Since the introduction of the new XC90 and S90, their designs have stood out while staying elegant. Now, if you buy a Volvo, you buy it because you want to stand out, yet subtly or you wish to make a statement but with a distinct charm. Volvo seems to have moved on from their primary idea of collision warning systems and now appear to eagerly involve themselves in the future. Case in point - electricity with elegance.
Earlier this year, Polestar, Volvo’s performance (and now, majorly electric) division, had unveiled its second production model - the Polestar 2, to the world. Now, the fully-electric model is out on a tour of Great Britain with its first pit-stop being - the Goodwood Festival of Speed 2019. Placed as a static display piece at the festival, the Polestar 2 will be the firm’s first volume production offering with deliveries expected to start by the end of this year.
Sitting on the Compact Modular Architecture (CMA) platform, which is also used by the parent company’s other products like the XC40, the Polestar 2 harnesses its power from a fully-electric, twin-motor drivetrain. A single electric motor drives each axle to put out a combined power output of 408hp and 660Nm of torque. Power is sent to all four wheels resulting in the five-door fastback, as Volvo likes to call it, hitting the 0-100kmph mark in around 4.7secs.
The source of this power, a 27-module battery pack, nests on the car’s floor. The company claims this helps in procuring more rigidity to the chassis while also getting a more refined or less ‘road-noise’ ride. Holding a capacity of 78kWh, the car is said to deliver a range of 500kms before it runs out of electric juice. This seems to be quite a competitive number when kept beside its primary competitors in the market - the Tesla Model 3 and the Jaguar I-Pace.
The Polestar 2’s chassis has been designed by the same people who worked on the Polestar 1, Polestar’s halo car. According to Jonathan Goodman, CEO at Polestar, they wanted to deliver the same level of performance and excitement in the driver. Good for us!
If you’ve seen the recent Volvos, the inside of the Polestar 2 might come off as a tweaked version of the standard Volvos.

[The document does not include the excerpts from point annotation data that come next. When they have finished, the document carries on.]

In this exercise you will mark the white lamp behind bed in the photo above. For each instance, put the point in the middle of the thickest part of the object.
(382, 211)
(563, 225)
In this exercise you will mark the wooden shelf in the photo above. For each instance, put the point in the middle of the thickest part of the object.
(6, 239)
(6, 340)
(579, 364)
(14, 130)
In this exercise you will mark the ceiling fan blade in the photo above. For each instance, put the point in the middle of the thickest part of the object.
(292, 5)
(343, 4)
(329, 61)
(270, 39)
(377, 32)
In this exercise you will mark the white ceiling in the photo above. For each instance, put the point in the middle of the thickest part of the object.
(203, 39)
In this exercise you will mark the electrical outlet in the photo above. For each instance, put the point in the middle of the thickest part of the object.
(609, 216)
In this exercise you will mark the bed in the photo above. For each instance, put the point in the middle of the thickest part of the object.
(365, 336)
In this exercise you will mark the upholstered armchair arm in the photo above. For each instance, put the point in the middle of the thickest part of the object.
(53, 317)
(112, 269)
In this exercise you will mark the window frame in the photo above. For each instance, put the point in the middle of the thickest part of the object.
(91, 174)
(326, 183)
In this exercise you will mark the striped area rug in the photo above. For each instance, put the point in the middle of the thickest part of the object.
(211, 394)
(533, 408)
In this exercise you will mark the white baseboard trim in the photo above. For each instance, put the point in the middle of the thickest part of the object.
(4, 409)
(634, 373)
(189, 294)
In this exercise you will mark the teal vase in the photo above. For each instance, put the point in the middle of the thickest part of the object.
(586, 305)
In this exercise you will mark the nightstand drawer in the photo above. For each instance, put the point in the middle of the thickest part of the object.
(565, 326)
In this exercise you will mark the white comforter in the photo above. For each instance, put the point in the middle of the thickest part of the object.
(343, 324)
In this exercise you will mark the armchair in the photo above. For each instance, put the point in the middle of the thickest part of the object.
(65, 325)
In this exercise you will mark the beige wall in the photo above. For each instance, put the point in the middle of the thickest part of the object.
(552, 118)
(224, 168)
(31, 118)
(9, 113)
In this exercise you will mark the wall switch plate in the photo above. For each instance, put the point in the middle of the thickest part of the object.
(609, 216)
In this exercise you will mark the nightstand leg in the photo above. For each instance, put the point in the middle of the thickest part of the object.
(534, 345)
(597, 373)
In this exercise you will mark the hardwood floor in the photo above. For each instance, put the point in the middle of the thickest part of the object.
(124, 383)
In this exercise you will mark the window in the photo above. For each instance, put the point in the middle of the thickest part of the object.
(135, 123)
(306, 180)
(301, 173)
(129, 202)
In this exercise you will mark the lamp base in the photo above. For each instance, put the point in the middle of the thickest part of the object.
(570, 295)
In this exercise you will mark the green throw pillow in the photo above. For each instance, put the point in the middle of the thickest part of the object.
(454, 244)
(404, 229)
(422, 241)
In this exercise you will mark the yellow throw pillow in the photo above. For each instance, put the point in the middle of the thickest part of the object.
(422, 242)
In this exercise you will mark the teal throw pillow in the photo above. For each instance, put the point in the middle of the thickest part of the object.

But with the advent of electric cars, everything being controlled via software and big screens replacing dials and buttons, this setup looks to become a usual affair.
The tweak comes as a bit of an upgrade as the Polestar 2 gets an 11-inch infotainment screen at the centre instead of the usual 9-inch seen in other standard Volvos. The system now gets an Android-based interface which includes app services like Google Maps and Google Assistant while also providing support for the electric car’s functions. The idea behind such integration was to avoid having the driver manipulate their phones when they step inside the car. With this latest integration, the car and the driver’s phone stays connected, making the sync between two systems easier for the driver.
Other connected features include the driver’s phone being used as a key to the car. The benefit to the customer here would consist of other people become capable to drive the car. What this implies is - in a situation where the car needs servicing, a Polestar agent could collect the car from the customer’s workplace and drop it back before the customer leaves for home.
In terms of design, the car shares a similar front end design seen on the S90 sedan, although the grille gets slimmer and the front bumpers get a new symmetrical design. The side and rear profiles are where one can see significant differences. For instance, the shoulder line acquires a haunch right over the rear wheels giving it a muscular look, the roof slopes steadily towards the rear bumper right before it merges with the boot, the lower section of the taillights forming a bar running across the width of the car, a trait seen on various recent Porsche models.
When the car goes on sale, expected prices are said to hover around the £35,800 mark, which is very close to what a Tesla Model 3 would cost, but there’s a catch here. That is - for the first 12 months, Polestar will be selling a feature-brimmed Launch Edition variant for the Polestar 2 which is said to cost £53,700. After the initial year, customers can opt for the base or middle variant which might witness a less powerful motor option than the one mentioned here.